LAUSR

Abstract Advanced prediction of fault and broken wing seams has been a focus of seismic prospecting in underground coal mines. In this study, a Hilbert polarization imaging method that can locate the broken wing seam ahead of the tunneling face with high precision is put forward. This method uses Hilbert polarization analysis to calculate polarization parameters of breakpoint diffracted waves of different receivers. Through combination calculation of the polarization parameters, possibly existing diffraction points can be calculated. On this basis, with the spatial density distribution of the diffraction points as a criterion, convergence imaging is conducted on the actual breakpoint of broken wing seams. The numerical simulation results of three-dimensional, three-component advanced detection indicate that breakpoint diffracted P wave is characterized by a narrow wave train and high velocity.
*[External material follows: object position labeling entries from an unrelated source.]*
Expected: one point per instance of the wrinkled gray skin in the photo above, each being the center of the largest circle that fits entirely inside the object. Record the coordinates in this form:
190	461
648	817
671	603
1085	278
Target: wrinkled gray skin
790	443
Since it is easy to recognize, with clear polarization characteristics, a diffracted P wave is taken as the effective wave for the Hilbert polarization imaging method. When a breakpoint diffracted S wave reaches the roadway surface, a Rayleigh surface wave is generated, which interferes with the calculation of the polarization parameter of the diffracted S wave. In this case, imaging is difficult with a breakpoint diffracted S wave. The Hilbert polarization imaging method does not need to consider the velocity modeling problem and can accurately locate broken wing seams.